Magazine Bien-être
Comment dire en quelques mots le chemin parcouru entre l’annonce et la guérison ?
« Annonce «, un mot écrit sur une convocation dans un centre de cancérologie, annonce de ce que l’on sait déjà, que l’on ne sent pas, que l’on ne voit pas mais que l’on sait.
Annonce qu’ON va vous opérer, vous faire absorber plus de chimie que vous n’en avez absorbé tout au long de votre vie, que vous serez sans doute fatiguée, nauséeuse, que vous perdrez peut-être vos cheveux, vos ongles ; peut-être seulement ou sans doute ?
Et si je n’acceptais pas tout ça ? Et si je me contentais de mes aides habituelles, des plantes, des granules, de mon souffle, de l’amour autour de moi, de la vie et de la joie en moi... et si?
J’ai hésité longtemps puis j’ai accepté.
J’ai accepté mais je ne me suis pas soumise. J'ai fait la part du feu, accepté en partie pour sauvegarder l’essentiel... L’essentiel, ce que j’aime, ceux que j’aime et qui m’ont aidée, m’ont offert de leur temps, des livres et des fleurs et des chants. De petits points de lumière où la vie se tient et d’où elle peut s’épanouir. Partir de là et remonter avec eux, grâce à eux, partir de ce que je suis, de ce qui m’est proche, de ce que je sais faire et aussi de ce qui m’est encore inconnu, caché, de ce que je ne sais pas. Et je me suis surprise à chanter, à dessiner. Moi qui ne savais ni dessiner ni calligraphier, j’ai couvert des pages de lettres et d’images, des lettres de tous les alphabets que je connaissais, des mots-images et des anges : celui qui annonce en tendant une fleur, celui qui guérit et ouvre les yeux avec le fiel du poisson, celui qui se bat contre le dragon-maladie et celui qui irradie, le porteur de lumière. J’ai transformé mes craintes en messagers d’espoir. J’ai utilisé ma fatigue, je l’ai faite lenteur pour goûter chaque instant, je me suis allongée au soleil d’hiver, j’ai caressé l’écorce des arbres et senti sous leur peau circuler la vie, j’ai regardé l’herbe pousser tout doucement, les oiseaux s’approchaient de moi, plus de crainte.

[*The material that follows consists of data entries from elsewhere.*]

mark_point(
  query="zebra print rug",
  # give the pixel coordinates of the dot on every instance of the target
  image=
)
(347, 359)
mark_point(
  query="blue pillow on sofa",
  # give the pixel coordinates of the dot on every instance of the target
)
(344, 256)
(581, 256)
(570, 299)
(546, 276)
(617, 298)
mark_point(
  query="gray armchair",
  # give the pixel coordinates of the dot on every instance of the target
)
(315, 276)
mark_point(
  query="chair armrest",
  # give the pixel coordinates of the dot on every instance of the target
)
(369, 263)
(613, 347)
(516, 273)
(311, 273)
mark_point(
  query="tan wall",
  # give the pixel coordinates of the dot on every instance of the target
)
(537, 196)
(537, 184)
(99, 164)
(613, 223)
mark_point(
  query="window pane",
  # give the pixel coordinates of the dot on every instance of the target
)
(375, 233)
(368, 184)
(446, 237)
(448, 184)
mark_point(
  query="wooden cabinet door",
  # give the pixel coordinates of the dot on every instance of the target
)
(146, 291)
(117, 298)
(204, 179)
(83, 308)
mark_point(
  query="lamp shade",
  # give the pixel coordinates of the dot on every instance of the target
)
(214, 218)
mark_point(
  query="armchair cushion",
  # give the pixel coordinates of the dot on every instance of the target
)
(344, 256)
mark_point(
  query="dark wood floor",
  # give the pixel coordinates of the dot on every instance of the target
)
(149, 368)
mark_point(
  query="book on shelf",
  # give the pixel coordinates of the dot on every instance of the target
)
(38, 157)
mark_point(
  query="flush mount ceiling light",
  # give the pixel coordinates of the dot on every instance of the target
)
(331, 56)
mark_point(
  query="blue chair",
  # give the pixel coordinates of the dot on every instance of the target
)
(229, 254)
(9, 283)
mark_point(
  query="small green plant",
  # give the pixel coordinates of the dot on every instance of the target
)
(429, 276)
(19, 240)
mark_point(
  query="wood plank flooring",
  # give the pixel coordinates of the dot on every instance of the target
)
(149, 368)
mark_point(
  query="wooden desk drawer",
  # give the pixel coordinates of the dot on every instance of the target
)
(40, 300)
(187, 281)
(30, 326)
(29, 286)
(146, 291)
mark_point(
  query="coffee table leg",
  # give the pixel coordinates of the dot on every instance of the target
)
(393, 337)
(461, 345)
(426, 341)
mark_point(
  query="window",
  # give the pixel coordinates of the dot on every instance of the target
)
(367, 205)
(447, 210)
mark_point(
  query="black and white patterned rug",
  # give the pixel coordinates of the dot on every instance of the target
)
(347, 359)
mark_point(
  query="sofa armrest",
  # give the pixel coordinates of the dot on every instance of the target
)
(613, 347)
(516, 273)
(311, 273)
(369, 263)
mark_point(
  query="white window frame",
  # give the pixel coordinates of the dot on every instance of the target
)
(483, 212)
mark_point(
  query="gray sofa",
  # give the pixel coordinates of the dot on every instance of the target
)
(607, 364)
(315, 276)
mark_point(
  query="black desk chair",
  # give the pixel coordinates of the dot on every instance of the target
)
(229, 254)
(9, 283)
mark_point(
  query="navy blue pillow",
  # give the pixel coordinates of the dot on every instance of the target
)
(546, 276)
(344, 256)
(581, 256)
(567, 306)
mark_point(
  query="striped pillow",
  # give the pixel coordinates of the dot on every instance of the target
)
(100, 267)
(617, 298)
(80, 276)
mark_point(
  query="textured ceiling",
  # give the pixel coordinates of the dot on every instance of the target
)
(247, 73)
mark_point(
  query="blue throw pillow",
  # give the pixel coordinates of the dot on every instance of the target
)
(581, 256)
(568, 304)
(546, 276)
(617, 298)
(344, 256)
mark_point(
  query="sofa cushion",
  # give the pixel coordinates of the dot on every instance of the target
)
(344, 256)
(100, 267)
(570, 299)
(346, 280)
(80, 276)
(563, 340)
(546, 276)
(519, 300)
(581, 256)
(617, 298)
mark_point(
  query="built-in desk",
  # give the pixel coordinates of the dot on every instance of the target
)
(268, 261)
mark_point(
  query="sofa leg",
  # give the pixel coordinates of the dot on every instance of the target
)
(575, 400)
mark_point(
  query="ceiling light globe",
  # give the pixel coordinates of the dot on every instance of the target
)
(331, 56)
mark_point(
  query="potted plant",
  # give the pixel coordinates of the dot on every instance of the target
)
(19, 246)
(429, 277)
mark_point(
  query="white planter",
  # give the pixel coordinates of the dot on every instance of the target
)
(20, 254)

Je me suis donné du repos comme un cadeau très précieux qu’on déballe lentement, je me suis donné du temps pour regarder dehors et dedans, de la douceur.

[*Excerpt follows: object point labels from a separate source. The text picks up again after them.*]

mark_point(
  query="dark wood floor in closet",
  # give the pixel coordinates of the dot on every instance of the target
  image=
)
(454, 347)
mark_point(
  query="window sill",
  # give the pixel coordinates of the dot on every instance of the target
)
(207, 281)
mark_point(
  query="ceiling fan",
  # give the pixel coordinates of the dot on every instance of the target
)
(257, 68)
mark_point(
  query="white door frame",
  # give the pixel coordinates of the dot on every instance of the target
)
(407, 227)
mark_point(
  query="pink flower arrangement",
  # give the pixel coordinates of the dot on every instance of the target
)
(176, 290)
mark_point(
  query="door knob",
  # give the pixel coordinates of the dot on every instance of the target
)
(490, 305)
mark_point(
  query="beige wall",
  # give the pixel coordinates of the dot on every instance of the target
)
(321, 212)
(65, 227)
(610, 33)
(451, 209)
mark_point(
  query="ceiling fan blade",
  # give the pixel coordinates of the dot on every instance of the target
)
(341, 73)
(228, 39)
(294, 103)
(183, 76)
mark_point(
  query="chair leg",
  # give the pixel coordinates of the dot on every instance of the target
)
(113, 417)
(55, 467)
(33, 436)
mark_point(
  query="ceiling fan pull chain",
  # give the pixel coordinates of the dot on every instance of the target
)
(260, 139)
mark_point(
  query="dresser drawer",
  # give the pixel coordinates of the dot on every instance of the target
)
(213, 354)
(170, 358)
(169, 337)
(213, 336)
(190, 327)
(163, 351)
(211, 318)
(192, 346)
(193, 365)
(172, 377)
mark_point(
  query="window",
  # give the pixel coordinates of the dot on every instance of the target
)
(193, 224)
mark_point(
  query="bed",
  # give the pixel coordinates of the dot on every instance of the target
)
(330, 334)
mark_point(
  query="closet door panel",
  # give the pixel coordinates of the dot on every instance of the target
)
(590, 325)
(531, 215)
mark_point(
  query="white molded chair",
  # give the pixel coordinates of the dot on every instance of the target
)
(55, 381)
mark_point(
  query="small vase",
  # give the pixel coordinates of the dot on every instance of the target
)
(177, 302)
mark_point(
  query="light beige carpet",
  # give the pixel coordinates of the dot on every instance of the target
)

J’ai médité des heures, dans la lumière et le pépiement des oiseaux, dans l’ombre aussi et le silence, j’ai envoyé dans tous les recoins de mon corps de la lumière et de l’amour. Et mon corps a aimé. Mon corps a consenti à s’unir à mon souffle, à s’apaiser, à regarder venir et s’en aller les vagues de douleur et de fatigue et à passer à autre chose dès que c’était possible, marcher, jardiner, danser puis travailler à nouveau, voyager à nouveau...
Aujourd’hui je me sens guérie, forte, plus forte qu’avant.
Habituellement trois ans après, on ne parle pas de guérison, on dit rémission : «Atténuation ou disparition momentanée des symptômes d’une maladie aiguë ou chronique».
Mais les mots ne sont pas fermés et lorsqu’ils le sont ils demandent qu’on les ouvre. J’ai ouvert rémission, remettre, « remittere » et j’ai trouvé ainsi rendre, détendre, relâcher et encore et surtout faire grâce, restituer. Ma vie a été remise entre mes mains et j’ai envie de la garder, d’en prendre soin, de la faire grandir, de la partager.